Let's consider the set H = {(x, y, z): x + 2y - z + 1 = 0} and determine whether it is a subspace of the vector space R^3.
To show that H is not a subspace of R^3, we need to find a counterexample that violates at least one of the subspace properties.
Step 1: Consider the zero vector (0, 0, 0). The zero vector satisfies the equation x + 2y - z + 1 = 0, as 0 + 2(0) - 0 + 1 = 1. Therefore, the zero vector belongs to the set H.
Step 2: Check the closure under vector addition. Let's consider two vectors in H, (x1, y1, z1) and (x2, y2, z2), where x1 + 2y1 - z1 + 1 = 0 and x2 + 2y2 - z2 + 1 = 0.
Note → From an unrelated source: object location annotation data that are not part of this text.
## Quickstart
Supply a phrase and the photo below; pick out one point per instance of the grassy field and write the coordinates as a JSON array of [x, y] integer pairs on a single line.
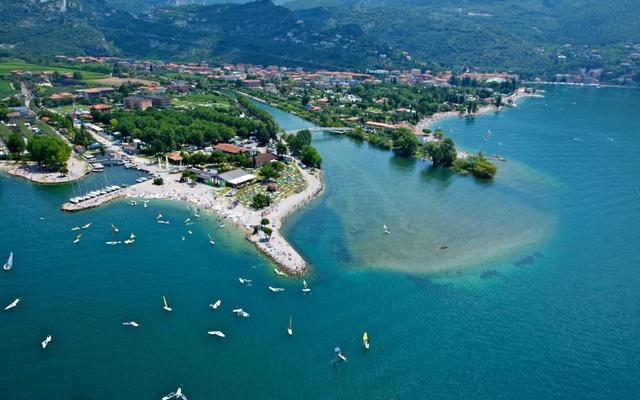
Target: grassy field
[[6, 90], [202, 100], [68, 109], [6, 66]]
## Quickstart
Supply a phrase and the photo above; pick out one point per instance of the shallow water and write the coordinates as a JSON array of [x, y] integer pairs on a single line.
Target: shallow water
[[545, 306]]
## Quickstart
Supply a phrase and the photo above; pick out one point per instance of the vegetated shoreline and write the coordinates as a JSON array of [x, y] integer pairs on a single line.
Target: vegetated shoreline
[[430, 121], [276, 248]]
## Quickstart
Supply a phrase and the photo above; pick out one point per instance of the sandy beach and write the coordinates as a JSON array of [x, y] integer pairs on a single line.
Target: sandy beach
[[509, 101], [31, 171], [210, 200]]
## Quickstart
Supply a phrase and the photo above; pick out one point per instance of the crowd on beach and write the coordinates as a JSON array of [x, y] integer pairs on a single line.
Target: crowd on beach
[[209, 199]]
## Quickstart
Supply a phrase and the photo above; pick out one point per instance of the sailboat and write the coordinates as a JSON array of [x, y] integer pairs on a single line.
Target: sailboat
[[340, 354], [10, 306], [132, 238], [177, 395], [46, 341], [241, 313], [9, 264], [365, 340], [166, 305]]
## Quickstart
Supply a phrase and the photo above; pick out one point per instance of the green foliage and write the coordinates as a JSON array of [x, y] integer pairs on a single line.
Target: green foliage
[[476, 165], [281, 148], [405, 142], [15, 143], [260, 201], [442, 153], [298, 141], [169, 129], [49, 151], [271, 170], [310, 157]]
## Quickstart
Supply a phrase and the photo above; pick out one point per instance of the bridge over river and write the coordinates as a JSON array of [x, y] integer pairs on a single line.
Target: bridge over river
[[320, 129]]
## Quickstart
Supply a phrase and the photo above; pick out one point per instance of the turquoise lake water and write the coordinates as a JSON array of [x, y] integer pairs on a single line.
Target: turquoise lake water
[[537, 296]]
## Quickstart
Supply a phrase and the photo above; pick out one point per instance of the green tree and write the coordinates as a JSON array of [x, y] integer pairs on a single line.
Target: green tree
[[260, 200], [15, 143], [442, 153], [405, 142], [49, 151], [269, 171], [281, 148], [310, 157]]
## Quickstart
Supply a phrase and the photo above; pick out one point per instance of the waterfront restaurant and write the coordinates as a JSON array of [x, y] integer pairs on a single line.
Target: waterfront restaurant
[[234, 178]]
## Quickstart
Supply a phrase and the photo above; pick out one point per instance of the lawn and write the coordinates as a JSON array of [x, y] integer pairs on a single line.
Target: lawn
[[202, 100], [6, 90], [290, 181], [68, 109], [6, 66]]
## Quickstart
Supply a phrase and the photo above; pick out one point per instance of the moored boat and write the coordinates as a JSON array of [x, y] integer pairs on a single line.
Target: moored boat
[[9, 264]]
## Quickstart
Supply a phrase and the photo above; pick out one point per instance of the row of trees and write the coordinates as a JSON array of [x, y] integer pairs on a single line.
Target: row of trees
[[48, 151], [300, 146]]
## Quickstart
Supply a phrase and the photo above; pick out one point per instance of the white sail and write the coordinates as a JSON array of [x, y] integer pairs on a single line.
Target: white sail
[[9, 264], [13, 304]]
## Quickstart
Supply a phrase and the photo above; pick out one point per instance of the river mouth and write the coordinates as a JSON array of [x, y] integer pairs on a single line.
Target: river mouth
[[439, 223]]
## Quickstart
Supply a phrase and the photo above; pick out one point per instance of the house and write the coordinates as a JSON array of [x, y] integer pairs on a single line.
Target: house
[[180, 87], [101, 108], [21, 114], [174, 157], [206, 177], [137, 103], [93, 94], [234, 178], [159, 100], [263, 158], [378, 125], [230, 148]]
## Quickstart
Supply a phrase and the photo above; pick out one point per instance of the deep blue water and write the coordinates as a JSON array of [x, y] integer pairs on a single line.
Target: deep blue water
[[537, 296]]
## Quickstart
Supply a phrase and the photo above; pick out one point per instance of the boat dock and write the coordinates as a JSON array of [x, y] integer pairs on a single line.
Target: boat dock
[[94, 199]]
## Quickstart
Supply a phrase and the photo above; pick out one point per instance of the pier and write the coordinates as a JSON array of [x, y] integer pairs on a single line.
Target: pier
[[91, 201]]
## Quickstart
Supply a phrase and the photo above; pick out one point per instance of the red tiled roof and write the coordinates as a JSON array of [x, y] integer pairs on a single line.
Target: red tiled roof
[[230, 148]]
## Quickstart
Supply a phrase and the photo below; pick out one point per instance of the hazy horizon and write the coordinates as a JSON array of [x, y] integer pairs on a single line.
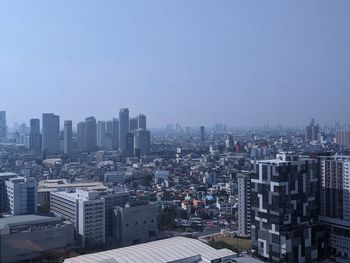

The sum of these two vectors is (x1 + x2, y1 + y2, z1 + z2). We need to check if this sum also satisfies the equation x + 2y - z + 1 = 0.
(x1 + x2) + 2(y1 + y2) - (z1 + z2) + 1 = (x1 + 2y1 - z1 + 1) + (x2 + 2y2 - z2 + 1) = 0 + 0 = 0
However, this is not always the case. Consider the vectors (1, 0, 1) and (-1, 1, 0), both of which belong to H. Their sum is (0, 1, 1), which does not satisfy the equation x + 2y - z + 1 = 0.
Therefore, H is not closed under vector addition and is not a subspace of R^3.
Step 3: Check the closure under scalar multiplication. Let's consider a vector (x, y, z) in H and a scalar k.
k(x, y, z) = (kx, ky, kz)
We need to check if the scalar multiple also satisfies the equation x + 2y - z + 1 = 0.
k(x + 2y - z + 1) = kx + 2ky - kz + k = x + 2y - z + k
Since k can be any real number, the scalar multiple will not always satisfy the equation x + 2y - z + 1 = 0 (unless k = 1).
Therefore, H is not closed under scalar multiplication and is not a subspace of R^3.
In conclusion, the set H = {(x, y, z): x + 2y - z + 1 = 0} is not a subspace of the vector space R^3 because it fails to satisfy the properties of a subspace, specifically the closure under vector addition and scalar multiplication.